Being a “Kichijiro,” hiding your faith, is a way for a believer to survive what is often a conflicted journey in such a setting. Any artist of faith may chose to play a game, a game with rules set by the status quo of the establishment. One path, as Endo notes, is to lead a “double life,” being aware of faith internally but never revealing that faith to the outside world. Many of us would identify with Endo’s character Kichijiro; it may be easier to be a crypto-believer in modern life. Many Christians today live as if their Sunday faith never bleeds into their everyday reality at work or at home. It would be difficult for many, despite their deep desires to identify with Christ, to live openly true to what their faith demands. But Endo’s candid admission of his many failures and lack of strong faith is never to be taken at face value: beneath the surface Silence and many of Endo’s stories are stubbornly faith centered. Writing a book like Silence, based on Japanese torture of seventeenth-century missionaries, is a bold and unexpectedly courageous act for a postwar Japanese writer. Endo plays a game with those who taunt faith, and with the world that denies God: he first convinces us of a violent, corrupt world in which faith cannot possibly survive—but he also artfully weaves into his writing the possibility of another reality in which faith, like a deeply scarred mystery embedded in between the words, resurfaces over and over.
The betrayal of one’s conscience and faith on one hand, and heroic public proclamations of faith on the other: these two reactions seem contradictory, even paradoxical. Yet I have found, as I have journeyed with Endo’s writings, that they are two sides of the same coin. Like St. Peter in chapter 18 of the Gospel of John, we are denying our Lord three times at the critical moment in Jesus’ path toward the cross. But in the biblical story this betrayal is revealed to be a pivotal moment of a faith journey. It requires audacity on the part of a writer to present such a double-edged sword to the world, which is still hostile to faith.
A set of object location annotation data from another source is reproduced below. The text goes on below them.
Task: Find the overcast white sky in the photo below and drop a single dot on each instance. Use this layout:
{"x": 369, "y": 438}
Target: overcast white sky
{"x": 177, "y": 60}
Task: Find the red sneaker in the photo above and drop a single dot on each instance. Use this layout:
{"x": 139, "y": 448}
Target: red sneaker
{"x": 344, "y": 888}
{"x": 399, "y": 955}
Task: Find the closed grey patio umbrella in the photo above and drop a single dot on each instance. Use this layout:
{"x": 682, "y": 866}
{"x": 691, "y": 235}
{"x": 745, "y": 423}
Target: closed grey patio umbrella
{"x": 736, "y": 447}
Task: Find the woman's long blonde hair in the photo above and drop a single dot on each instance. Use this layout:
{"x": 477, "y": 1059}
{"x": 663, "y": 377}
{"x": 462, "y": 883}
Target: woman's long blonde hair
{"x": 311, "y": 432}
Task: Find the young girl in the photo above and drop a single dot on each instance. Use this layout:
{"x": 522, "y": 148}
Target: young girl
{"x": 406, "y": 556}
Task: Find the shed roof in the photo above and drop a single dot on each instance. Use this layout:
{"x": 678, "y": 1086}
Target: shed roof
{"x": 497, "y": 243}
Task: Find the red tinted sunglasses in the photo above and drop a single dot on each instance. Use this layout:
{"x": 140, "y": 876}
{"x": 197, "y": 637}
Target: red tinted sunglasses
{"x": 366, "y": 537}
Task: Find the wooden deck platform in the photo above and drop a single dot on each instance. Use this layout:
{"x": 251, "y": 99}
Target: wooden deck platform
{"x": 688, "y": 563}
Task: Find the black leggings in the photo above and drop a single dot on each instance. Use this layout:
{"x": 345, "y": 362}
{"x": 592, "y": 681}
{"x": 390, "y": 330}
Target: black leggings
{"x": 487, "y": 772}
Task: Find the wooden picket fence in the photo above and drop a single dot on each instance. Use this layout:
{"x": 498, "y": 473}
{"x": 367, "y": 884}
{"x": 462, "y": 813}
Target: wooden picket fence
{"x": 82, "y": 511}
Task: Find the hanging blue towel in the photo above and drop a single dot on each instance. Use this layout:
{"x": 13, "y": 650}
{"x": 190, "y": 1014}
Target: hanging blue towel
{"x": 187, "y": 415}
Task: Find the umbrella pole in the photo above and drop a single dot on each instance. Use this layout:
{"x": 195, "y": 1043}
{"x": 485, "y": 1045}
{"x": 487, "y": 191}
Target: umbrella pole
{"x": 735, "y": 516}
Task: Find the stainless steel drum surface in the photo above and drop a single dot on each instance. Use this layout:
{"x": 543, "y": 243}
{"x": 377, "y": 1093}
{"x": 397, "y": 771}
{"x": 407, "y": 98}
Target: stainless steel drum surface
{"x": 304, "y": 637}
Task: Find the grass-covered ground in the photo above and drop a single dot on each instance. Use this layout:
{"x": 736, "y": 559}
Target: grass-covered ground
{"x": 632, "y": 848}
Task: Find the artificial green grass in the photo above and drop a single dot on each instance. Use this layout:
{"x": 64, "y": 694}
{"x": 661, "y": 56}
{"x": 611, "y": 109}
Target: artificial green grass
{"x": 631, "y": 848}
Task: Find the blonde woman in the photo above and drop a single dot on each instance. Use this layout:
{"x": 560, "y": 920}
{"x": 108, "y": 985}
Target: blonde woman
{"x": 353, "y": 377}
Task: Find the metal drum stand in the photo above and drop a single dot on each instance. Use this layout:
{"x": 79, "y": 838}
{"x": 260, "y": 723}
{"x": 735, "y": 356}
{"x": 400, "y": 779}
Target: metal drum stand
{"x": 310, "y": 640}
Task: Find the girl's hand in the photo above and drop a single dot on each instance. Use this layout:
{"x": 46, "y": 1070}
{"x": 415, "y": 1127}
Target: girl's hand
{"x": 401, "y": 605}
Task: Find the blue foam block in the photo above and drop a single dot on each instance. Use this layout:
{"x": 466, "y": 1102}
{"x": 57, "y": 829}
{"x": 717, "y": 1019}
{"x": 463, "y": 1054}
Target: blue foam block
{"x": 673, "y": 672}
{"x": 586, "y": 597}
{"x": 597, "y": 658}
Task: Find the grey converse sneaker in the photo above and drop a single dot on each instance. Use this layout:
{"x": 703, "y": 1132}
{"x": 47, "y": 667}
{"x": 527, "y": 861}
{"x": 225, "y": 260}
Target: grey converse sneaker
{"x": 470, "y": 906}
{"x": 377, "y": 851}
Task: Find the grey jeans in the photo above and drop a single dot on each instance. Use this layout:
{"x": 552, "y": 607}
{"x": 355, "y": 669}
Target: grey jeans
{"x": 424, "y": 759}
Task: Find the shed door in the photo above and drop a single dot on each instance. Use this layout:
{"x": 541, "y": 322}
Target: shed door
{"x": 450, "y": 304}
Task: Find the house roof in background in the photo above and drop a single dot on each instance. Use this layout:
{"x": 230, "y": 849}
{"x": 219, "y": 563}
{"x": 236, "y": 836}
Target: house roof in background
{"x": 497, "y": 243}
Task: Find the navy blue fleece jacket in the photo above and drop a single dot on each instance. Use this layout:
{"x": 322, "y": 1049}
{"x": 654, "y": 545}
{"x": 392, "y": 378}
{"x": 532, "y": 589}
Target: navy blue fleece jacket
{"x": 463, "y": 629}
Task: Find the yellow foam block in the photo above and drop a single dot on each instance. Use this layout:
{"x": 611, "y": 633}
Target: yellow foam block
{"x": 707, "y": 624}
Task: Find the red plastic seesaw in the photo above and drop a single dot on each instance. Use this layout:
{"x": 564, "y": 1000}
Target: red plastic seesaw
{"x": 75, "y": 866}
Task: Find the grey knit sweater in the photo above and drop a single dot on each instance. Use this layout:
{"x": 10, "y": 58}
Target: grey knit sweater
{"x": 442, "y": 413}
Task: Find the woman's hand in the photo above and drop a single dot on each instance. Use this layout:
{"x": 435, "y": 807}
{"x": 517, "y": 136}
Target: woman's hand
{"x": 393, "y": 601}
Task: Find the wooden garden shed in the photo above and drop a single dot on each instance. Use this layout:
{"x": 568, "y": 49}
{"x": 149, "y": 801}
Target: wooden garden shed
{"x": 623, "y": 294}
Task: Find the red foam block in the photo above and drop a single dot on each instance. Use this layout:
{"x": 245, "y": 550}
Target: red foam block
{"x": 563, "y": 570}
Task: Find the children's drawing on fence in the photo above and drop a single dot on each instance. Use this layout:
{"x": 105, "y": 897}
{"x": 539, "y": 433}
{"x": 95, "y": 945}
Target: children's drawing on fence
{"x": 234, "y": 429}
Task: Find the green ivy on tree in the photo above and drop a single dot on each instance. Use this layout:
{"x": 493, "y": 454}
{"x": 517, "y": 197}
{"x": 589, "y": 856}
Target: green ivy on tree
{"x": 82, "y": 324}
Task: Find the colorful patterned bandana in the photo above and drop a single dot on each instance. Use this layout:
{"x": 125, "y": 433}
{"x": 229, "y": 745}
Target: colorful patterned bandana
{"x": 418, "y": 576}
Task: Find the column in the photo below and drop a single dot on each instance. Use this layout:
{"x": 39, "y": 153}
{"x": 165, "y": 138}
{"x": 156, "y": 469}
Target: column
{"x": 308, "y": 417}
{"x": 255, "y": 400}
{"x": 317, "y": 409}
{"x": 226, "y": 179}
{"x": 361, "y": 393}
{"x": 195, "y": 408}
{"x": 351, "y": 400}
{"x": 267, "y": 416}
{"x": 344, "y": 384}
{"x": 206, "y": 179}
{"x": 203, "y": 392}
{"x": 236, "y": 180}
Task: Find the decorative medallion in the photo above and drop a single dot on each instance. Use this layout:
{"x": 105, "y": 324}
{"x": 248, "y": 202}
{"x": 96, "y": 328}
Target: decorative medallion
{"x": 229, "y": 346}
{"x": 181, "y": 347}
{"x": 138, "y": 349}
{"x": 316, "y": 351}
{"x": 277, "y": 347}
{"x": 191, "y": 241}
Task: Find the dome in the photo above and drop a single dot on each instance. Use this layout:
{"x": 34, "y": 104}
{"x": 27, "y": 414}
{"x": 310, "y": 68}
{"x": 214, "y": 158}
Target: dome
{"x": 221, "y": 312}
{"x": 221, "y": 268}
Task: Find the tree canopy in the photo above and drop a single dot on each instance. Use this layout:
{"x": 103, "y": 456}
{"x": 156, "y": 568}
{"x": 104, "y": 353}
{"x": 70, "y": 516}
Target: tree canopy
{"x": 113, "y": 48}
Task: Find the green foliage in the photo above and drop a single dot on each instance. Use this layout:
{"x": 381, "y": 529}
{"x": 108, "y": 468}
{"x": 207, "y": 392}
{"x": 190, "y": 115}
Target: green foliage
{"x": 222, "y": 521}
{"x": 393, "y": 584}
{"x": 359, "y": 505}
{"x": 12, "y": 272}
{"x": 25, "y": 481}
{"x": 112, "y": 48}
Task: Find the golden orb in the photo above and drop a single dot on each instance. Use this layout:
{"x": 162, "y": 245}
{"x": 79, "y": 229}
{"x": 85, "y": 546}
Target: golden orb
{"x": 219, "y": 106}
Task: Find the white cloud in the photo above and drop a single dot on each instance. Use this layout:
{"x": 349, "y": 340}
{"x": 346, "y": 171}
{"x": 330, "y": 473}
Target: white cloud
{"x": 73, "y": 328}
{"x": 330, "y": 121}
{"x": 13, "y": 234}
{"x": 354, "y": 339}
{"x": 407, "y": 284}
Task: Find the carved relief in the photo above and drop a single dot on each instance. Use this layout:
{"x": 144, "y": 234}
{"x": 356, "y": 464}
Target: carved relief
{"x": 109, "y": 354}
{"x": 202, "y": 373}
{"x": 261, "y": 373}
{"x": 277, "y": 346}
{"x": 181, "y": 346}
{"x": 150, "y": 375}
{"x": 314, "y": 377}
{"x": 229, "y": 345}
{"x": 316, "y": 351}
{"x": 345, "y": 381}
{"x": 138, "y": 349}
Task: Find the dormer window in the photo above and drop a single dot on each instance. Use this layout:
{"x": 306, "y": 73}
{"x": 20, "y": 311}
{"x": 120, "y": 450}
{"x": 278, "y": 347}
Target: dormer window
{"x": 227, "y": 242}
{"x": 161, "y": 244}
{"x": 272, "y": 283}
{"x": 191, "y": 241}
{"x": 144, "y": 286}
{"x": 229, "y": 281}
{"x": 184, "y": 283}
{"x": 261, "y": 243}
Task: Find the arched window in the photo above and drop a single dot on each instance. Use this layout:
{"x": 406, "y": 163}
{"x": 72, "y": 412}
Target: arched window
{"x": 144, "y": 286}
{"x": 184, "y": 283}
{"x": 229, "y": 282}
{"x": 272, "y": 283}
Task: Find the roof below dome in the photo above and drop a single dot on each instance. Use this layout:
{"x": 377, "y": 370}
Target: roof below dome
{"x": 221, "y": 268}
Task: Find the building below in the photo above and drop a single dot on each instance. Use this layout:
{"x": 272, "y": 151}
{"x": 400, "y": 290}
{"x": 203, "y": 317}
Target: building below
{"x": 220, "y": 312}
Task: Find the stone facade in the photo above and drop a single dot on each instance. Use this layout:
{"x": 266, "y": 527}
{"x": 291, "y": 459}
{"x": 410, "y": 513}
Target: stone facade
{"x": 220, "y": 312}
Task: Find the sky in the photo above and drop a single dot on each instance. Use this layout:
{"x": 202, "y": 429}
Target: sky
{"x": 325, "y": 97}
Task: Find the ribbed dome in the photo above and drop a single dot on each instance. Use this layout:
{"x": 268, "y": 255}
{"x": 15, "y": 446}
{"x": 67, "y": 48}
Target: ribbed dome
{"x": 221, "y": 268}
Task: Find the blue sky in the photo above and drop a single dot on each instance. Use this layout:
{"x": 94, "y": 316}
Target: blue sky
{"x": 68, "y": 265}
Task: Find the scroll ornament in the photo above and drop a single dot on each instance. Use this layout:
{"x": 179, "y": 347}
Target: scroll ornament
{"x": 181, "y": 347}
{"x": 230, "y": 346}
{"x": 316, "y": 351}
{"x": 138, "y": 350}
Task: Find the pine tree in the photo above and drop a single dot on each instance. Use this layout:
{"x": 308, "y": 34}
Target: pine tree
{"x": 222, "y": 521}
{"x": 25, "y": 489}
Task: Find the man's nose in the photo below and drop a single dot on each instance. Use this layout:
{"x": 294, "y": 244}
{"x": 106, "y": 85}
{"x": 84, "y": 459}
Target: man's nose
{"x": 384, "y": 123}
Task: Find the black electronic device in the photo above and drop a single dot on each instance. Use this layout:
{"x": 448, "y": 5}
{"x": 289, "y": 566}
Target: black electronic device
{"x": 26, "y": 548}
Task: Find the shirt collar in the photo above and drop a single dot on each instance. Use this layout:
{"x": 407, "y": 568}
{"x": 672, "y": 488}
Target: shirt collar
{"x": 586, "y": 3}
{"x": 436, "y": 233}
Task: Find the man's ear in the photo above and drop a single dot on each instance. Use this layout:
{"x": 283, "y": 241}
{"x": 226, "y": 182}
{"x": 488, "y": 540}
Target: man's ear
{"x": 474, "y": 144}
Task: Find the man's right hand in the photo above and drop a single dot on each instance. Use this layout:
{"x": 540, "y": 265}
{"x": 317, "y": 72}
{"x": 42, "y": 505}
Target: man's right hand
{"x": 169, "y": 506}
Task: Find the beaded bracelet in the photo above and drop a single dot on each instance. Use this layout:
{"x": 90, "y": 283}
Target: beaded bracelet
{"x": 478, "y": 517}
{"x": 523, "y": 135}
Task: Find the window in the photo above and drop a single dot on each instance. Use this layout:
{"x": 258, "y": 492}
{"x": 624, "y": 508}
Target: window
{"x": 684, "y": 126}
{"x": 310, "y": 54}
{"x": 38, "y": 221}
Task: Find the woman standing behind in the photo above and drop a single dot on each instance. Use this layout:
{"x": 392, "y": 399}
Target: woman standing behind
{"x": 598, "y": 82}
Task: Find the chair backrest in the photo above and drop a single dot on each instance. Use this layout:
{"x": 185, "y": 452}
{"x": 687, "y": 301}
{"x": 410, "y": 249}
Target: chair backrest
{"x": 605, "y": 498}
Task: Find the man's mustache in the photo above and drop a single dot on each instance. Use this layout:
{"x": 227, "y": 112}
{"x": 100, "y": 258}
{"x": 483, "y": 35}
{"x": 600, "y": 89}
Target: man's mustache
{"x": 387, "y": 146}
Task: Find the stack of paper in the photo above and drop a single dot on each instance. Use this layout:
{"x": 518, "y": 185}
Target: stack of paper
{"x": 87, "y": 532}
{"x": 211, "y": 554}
Flannery O’Connor also faced an elite establishment who would not entertain the notion of a serious Catholic writer. O’Connor wrote,
The novelist with Christian concerns will find in modern life distortions which are repugnant to him, and his problem will be to make these appear as distortions to an audience which is used to seeing them as natural; and he may well be forced to take ever more violent means to get his vision across to this hostile audience. When you can assume that your audience holds the same beliefs you do, you can relax a little and use more normal ways of talking to it; when you have to assume that it does not, then you have to make your vision apparent by shock—to the hard of hearing you shout, and for the almost blind you draw large and startling figures.
Endo and O’Connor shared in having to shout in a culture of denial of the past. In Endo’s case, he depicted the silent emblem of fumi-e to get this vision across to this hostile audience. Endo chose to identify himself as a child of what in Japan was regarded as a failed faith of the past. He recognized fully that he too could not live up to the ideals of his faith—but like O’Connor, he also knew how to communicate through the dark cynicism of his day.